Tra Le Finte Bionde e Miliardi, Carlo Vanzina si occupa di trasporre al cinema il romanzo di Corrado Augias e Daniela Pasti, Tre Colonne In Cronaca. Lo fa impregnando le pagine del libro con il proprio stile, spalmando il film tra Roma e Milano, non solo geograficamente ma anche linguisticamente, addossando a Massimo Dapporto il fardello di un (improbabile) dialetto lombardo, mentre Sergio Castellitto sbraca parecchio col romanesco. I due sono amici, rispettivamente commissario di Polizia e giornalista, e si danno man forte nelle indagini sul caso di (un apparente) suicidio di un faccendiere, che si rivelerà poi un omicidio. A ritroso da quella morte si risale ad un avventuroso tentativo di scalata societaria di un quotidiano (che sembra proprio La Repubblica) da parte di uomini di borsa manovrati dalla politica (l'onorevole Spanò, interpretato da Carlo Giuffré, naturalmente un "uomo d'onore") e coadiuvati da Servizi Segreti deviati e terroristi arabi e libanesi. Un pot-purri di malaffare italico che non lascia nessuno fuori dalla consueta cerchia di doppiogiochisti e complottisti che si agitano dietro le quinte. Il dialogo sul finale tra Dapporto e Castellitto è paradigmatico in tal senso, sciorinano vari casi oscuri della cronaca nera italiana (Sindona, Calvi, Pinelli, etc) attribuendoli ai "poteri forti", veri burattinai dell'Italia. La pellicola si muove a metà tra il film di denuncia sociale e il giallo vero e proprio, e sarà la risoluzione finale a virare nettamente sul letterario citando Edgar Wallace come chiave di volta. Del resto il personaggio di Dapporto è un avido lettore di gialli, ne vediamo una cassa piena, li compulsa di continuo e lo spettatore ha modo di vederlo leggere Agatha Christie e il suddetto Wallace.

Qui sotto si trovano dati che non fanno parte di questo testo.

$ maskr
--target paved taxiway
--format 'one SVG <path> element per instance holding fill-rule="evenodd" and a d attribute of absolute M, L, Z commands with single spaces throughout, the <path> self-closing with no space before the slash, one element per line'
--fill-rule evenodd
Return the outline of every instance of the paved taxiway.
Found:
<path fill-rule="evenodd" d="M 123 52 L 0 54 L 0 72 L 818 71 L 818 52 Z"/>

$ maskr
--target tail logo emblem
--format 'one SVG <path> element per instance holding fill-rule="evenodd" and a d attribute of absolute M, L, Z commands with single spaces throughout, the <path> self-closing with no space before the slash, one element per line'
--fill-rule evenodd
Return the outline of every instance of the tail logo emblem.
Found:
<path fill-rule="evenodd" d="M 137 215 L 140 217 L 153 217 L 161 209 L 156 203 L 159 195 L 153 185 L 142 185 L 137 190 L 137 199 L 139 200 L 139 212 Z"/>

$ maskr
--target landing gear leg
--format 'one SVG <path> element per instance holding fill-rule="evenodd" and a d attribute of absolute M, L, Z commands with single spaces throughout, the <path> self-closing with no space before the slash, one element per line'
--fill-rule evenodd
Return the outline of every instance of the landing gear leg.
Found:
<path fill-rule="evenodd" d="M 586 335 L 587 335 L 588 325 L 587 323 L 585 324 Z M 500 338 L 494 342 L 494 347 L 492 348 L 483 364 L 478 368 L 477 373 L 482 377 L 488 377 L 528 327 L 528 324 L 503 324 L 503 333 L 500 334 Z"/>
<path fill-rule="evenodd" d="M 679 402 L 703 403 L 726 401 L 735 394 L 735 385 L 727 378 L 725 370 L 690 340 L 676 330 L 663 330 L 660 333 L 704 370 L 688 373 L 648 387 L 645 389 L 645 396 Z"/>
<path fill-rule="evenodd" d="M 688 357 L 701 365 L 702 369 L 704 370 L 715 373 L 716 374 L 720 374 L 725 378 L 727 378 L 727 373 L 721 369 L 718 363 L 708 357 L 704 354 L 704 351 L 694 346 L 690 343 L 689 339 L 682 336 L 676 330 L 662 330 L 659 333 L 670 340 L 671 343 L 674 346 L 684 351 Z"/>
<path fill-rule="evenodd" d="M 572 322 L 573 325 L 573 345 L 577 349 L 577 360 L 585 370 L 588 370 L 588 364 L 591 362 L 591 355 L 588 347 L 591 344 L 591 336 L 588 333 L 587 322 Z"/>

Vanzina ibrida il giallo puro a sfondo politico con il suo cinema più glamour e di intrattenimento. I fotogrammi sono pieni di caratteristi e partecipazioni più o meno pregiate. Demetra Hampton, fresca di serie tv su Valentina andata in onda su Italia 1 nel 1989, è la bellezza che si occupa di mostrare le proprie nudità, mentre a Senta Berger è riservato un ruolo più chic ed enigmatico. Da Gianni Bonagura a Sandro Ghiani, da Joss Ackland a Paolo Malco, da Clara Colosimo a Tony Sperandeo, è una platea di facce giuste tutte funzionali al racconto dai toni poliziotteschi, con qualche accento più comico (soprattutto per Dapporto, Castellitto e Sperandeo) e decisamente prosaico, alla maniera del cinema popolare che ha fatto la fortuna di Vanzina, tanto da trasformarlo da popolare a commerciale. Anche se Tre Colonne In Cronaca in realtà non ebbe granché successo al botteghino. C'è un curioso Gian Maria Volonté, che qualcuno identifica con Eugenio Scalfari, particolarmente compassato, sornione, malinconico e nichilista. Ci sono alcune scene notevoli, perlomeno come cornice, regia e fotografia, penso al confronto tra Volonté e John Whalley tra le montagne della Svizzera, o all'incredibile appartamento di Malco, il suo scannatoio arredato all'ultimo grido degli anni '80 (anche se siamo nel 1990). Dal punto di vista formale il film è leggermente più curato dei soliti standard vanziniani, con la fotografia di Luigi Kuveiller e le musiche di Ennio Morricone che echeggiano atmosfere alla Indagine Su Di Un Cittadino Al Di Sopra Di Ogni Sospetto e La Piovra. Castellitto vinse un David (abbastanza incomprensibile sinceramente) come miglior attore non protagonista.
I vistosi riferimenti alla cronaca contemporanea azzopparono un po' il film. Alcune citazioni sono esplicite (come Gianni De Michelis e Francesca Dellera), altre sono telefonate ma abbastanza comprensibili leggendo tra le righe. Un azzardo insolito per il compassato e morigerato Vanzina, il cui humus di riferimento era certamente il mondo Fininvest. Il suo piglio non è mai stato quello dell'autore, tantomeno impegnato e indignato, bensì quello del cineasta che mira ad un prodotto di intrattenimento, possibilmente ben congegnato, un gioco che lungo la visione del film si fa scoperto e che naturalmente venne stigmatizzato dai critici, soprattutto quelli con la erre moscia, quelli che preferiscono Le Carré alla Carrà, tanto per citare (al contrario) una battuta del commissario Dante Morisi di Massimo Dapporto.